Body weary and mentally exhausted, I am digging deep into my mind to find a way to best describe my true feeling about the Ashes series.

In what has been the pinnacle of my career, I have enjoyed the cricket in this battle more than any I have been fortunate enough to play in before.

It was brilliant, old fashioned, hard, tough cricket that was as enjoyable as it was taxing.

Brett Lee and Justin Langer
Langer and Lee look on as England celebrate
There was hardly a minute throughout where the intensity wasn't at a level that has exceeded most contests I have been a part of in the past.

Regardless of the final result, I am immensely proud to have been one of the players involved in this series, which has brought this wonderful game into the forefront of people's minds both in England and in Australia.

I am also proud to have been a part of a series that was played in such great spirit.

There was a sense of humility between both teams; a reflection of the enormous respect developed over 10 weeks of cut-throat, nail-biting cricket that was as much a test of nerve and temperament as it was a game between bat and ball.

Cricket has a way of uncovering character in people and over the course of this series many heroes have emerged.

It has also been very interesting for me to see how people have reacted under this extra pressure.

More can be learned about character when times are tough than when the atmosphere is one of comfort and cotton wool.

Having won almost everything in the last five years, there have been times when we have hardly been tested.

Now that we have, it could turn out to be the best thing that has happened to Australian cricket for a long time.

There haven't been any ticker tape parades or fanfare for years for our team.
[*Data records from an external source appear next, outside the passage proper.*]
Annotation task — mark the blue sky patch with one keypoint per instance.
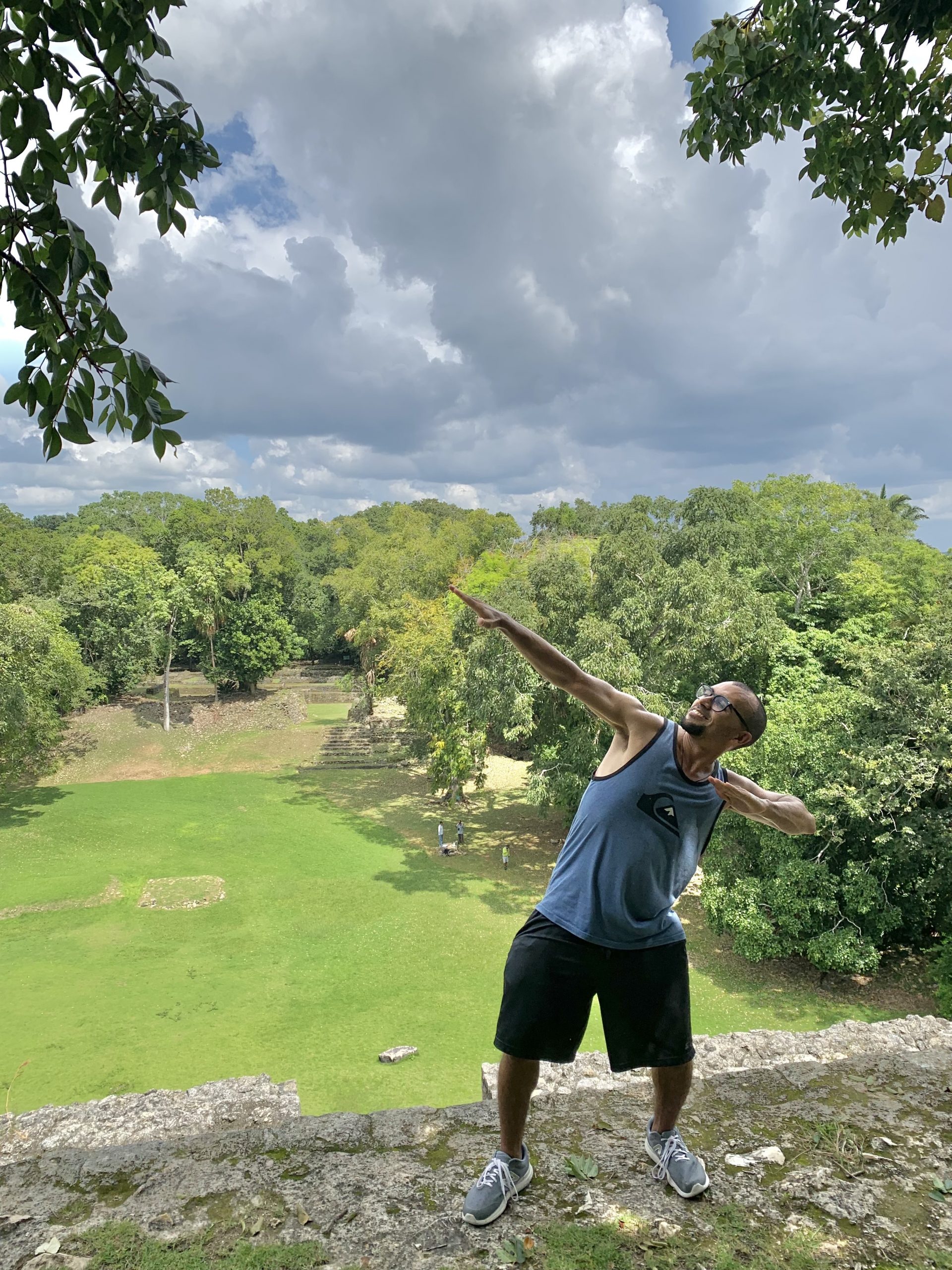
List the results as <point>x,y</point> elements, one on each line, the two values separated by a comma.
<point>243,181</point>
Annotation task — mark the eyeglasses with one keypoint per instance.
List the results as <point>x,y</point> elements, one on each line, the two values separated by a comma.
<point>720,702</point>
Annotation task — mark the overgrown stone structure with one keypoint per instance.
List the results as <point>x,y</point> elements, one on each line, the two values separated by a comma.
<point>860,1114</point>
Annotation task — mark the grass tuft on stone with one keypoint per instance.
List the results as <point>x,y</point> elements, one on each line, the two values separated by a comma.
<point>122,1246</point>
<point>735,1242</point>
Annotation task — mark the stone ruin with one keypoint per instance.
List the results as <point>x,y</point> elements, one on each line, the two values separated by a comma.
<point>841,1132</point>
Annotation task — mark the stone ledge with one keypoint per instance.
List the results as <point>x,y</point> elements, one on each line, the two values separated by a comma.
<point>389,1187</point>
<point>734,1052</point>
<point>241,1101</point>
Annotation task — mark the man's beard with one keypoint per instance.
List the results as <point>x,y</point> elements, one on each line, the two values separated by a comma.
<point>694,729</point>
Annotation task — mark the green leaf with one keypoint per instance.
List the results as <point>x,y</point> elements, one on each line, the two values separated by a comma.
<point>74,430</point>
<point>936,209</point>
<point>582,1166</point>
<point>881,202</point>
<point>114,201</point>
<point>927,163</point>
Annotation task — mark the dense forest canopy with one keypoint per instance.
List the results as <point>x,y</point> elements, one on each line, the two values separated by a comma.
<point>819,595</point>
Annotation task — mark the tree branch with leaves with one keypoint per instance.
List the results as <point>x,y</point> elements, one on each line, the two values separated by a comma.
<point>87,59</point>
<point>879,131</point>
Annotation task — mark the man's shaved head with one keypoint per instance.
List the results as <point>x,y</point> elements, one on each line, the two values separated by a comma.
<point>754,714</point>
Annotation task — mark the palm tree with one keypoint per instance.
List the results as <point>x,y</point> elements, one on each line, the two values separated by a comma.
<point>903,507</point>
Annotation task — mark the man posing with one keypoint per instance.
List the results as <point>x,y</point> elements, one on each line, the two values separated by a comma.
<point>606,925</point>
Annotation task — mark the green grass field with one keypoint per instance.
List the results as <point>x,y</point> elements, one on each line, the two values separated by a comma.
<point>342,933</point>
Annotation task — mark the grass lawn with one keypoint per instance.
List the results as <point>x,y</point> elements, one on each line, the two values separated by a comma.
<point>342,933</point>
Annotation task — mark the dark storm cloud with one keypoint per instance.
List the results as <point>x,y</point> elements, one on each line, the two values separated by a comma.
<point>500,273</point>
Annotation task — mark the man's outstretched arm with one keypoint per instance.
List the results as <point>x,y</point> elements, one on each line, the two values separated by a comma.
<point>620,709</point>
<point>783,812</point>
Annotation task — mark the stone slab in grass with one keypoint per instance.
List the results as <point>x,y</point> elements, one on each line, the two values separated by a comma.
<point>182,892</point>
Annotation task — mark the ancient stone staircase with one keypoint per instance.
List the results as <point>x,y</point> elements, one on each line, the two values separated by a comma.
<point>373,743</point>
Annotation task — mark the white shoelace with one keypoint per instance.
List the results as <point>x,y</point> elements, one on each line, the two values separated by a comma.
<point>673,1151</point>
<point>498,1171</point>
It has almost been taken for granted that we will keep winning. In some series it has been this expectation that has caused the most angst.

Of course we all love winning more than losing but in this series I can say without hesitation that there is no disgrace in being beaten by a team whose unity and talent is undeniable.

Even when England may have folded on Monday and given us an opportunity, they held firm, wrestled the momentum and eventually wore us out of the contest
It would be easy to sit and make excuses or find reasons why we have lost this series but full credit must go to England.

In the past Australia have felt sustained pressure brings about a disjointed and hesitant England outfit, but in this series there has been a sense of an entirely different attitude.

Even when England may have folded on Monday and given us an opportunity, they held firm, wrestled the momentum and eventually wore us out of the contest.

Ironically this was achieved by two players who epitomise this 'new England'.

The flashy, super-confident Kevin Pietersen played one of the best Test innings I have ever seen. Everything considered, his brutal display was quite simply amazing.

At the other end was the worker, the not so flashy but incredibly efficient Ashley Giles.

As he has done many times before, he battled away with no fuss, before eventually walking over the line, this time with the Ashes in his hand.

Much has been said about Andrew Flintoff's supreme effort over these five Tests but it was England's unity that caused us the greatest obstacle.

While we had a few brilliant performances throughout - Shane Warne in particular - the glaring difference to me was that England's team clicked together better than we did.

No doubt there will be more analysis about this series but for now it is time to rest up and reflect on one of the greatest times and lessons of my career.

I hope you have enjoyed it as much as I have.